A world financial collapse would indeed adjust inequality, but only in the sense that we'd all become poor. I hope (but increasingly doubt) that we can reach political compromises before then.

> Sorry for being so Keynesian, but it's the damn truth.

I'm a Keynesian as well... Keynes didn't reject economics, he just added to it.

> doing otherwise would be an inefficiency in operations which would drive up the already high cost of education.

The biggest source of inefficiency is the bloated administration. In his most recent article, Accountability in the Ontario Ivory Towers, he does some estimates on how much the teaching budget (which is a tiny few percent of the total budget) would change if lecturers got fair pay.

> The biggest source of inefficiency is the bloated administration.

I agree that the administration is probably unnecessarily bloated, but it's also important to remember that incentives and economic preferences are also the cause of that.

>In fact, as a taxpayer and student I would be upset if my university unilaterally chose to pay more than the market would bear.

Why would you be upset that a public institution decided to behave humanely rather than exploitatively?

I don't see anything in the article to suggest this is exploitation (see my response to girvo). He is choosing to work in a low wage job because it offers him flexible hours.

I hold public institutions to the same standard of efficiency in accomplishing their goals a private ones (mainly, not paying people extra for no reason). The only difference is that their goals are public, not private.

The University already has permanent positions (lecturer/instructor) defined in their salary structure. Which are relatively well paid and have the same workload that I do now. But they are pretending that my job is a rolling "temp" position, because it's cheap and they can get away with it. That's the bottom line. And they have to be stopped getting away with it. That's why I wrote the article. And I have overwhelming support from present and former students too.
Paying above market wages doesn't make magic flow to the employee.

First, if the market wage is 30K and you pay 50K, that's handing 20K of surplus to the person who assigns jobs. Find that person, kickback 10K to him, get the job. (But we could always fix this with yet-another layer of administration, right?)

Second, if someone is paid over market and loses their job, they will be unprepared for the job market.

so simple andrew. quit job. get a cs mater in us. get a software job, easily pay 150k per year plus stock, rsu, bonus and 401k, ptos.
I work as a contact teacher for a local college (on top of my full time job) and it's sort of absurd the way they pay you. I get paid for 3 hours during lectures (60/hr), but not for any of the work I do outside of the school (marking, creating lectures, creating assignments)
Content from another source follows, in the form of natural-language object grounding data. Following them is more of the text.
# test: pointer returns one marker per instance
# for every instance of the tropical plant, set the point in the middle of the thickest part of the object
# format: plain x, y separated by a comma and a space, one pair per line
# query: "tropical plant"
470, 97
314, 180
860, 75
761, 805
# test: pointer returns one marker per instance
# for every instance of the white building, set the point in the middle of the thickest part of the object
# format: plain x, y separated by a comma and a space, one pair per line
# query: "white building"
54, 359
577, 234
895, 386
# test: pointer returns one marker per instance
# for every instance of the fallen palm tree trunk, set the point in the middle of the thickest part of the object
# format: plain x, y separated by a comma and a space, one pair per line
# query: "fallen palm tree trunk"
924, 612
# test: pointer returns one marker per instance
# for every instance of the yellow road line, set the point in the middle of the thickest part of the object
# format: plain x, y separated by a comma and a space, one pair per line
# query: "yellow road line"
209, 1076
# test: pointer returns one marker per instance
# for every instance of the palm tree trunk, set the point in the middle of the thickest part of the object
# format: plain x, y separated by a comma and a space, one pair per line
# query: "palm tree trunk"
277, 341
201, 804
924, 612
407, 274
I have realized that I should be payed way more and I'm having serious doubts of continuing to teach given the pay. The only reason I'm actually teaching is because it looks good on a resume and I want to improve my presentation skills.

Note:

I also teach in Canada.

For context, when I worked as an education consultant for a corporation, I would bill 1 week of work for preparation, 1 day for the session (if it was a day long) and then 1 day for review and reconciliation.
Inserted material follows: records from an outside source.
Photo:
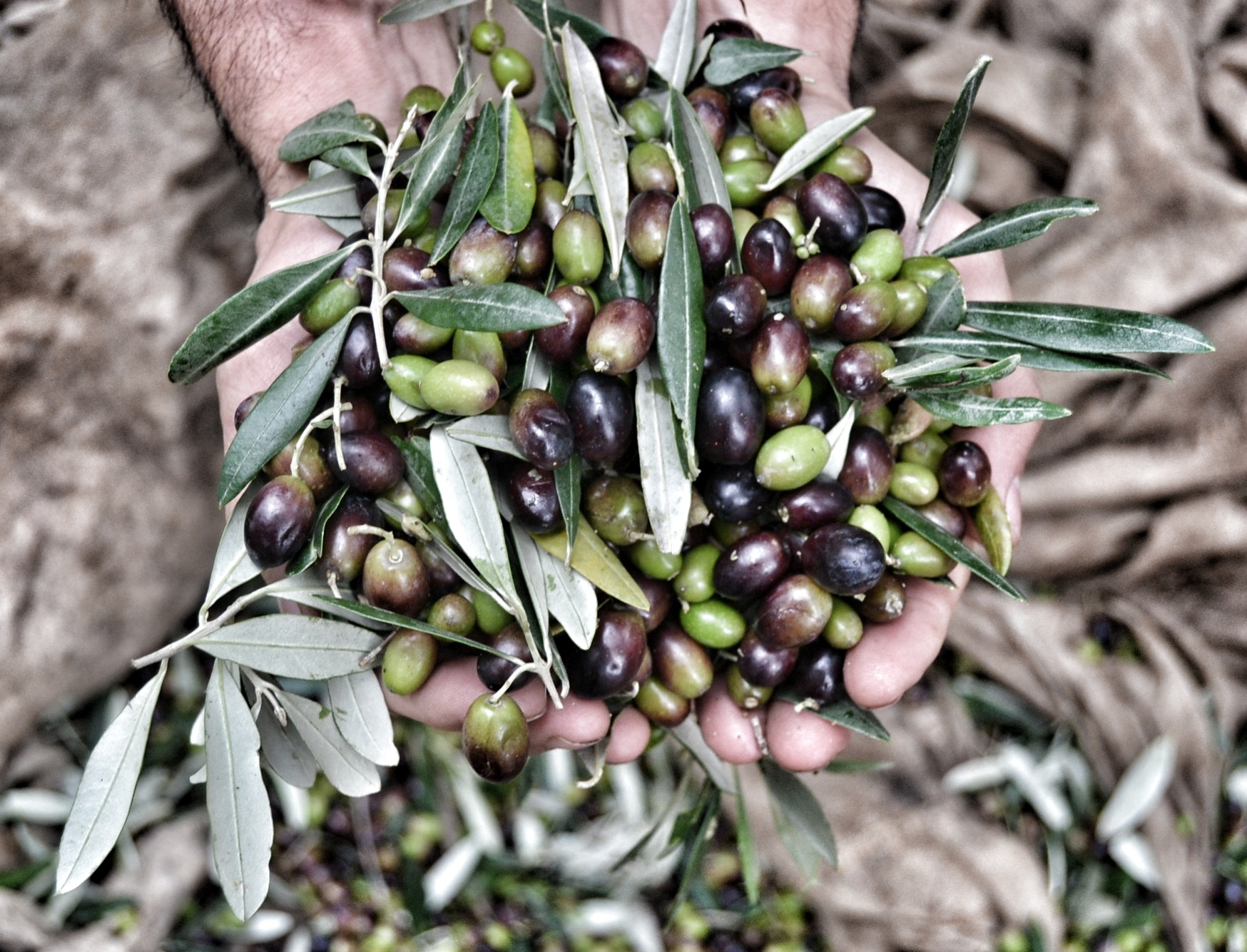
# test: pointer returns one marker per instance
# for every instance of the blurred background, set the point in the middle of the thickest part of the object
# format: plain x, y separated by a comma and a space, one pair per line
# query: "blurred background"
123, 218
It's ridiculous how little educators in a UNIVERSITY get compensated. I'm glad I got out of that environment early.

My father works as an engineering consultant for major oil companies, and he has the same deal. He charges the companies for every hour he spends preparing for the presentation, so the actual presentation can be less than 10% of the invoiced amount.

If you look at what tenure track professors do, it's the same thing. They'll spend hours working on their lecture notes that they get paid for (admittedly, most TT professors work 80 hour weeks). Not paying instructors to prepare for class only guarantees that they'll under prepare.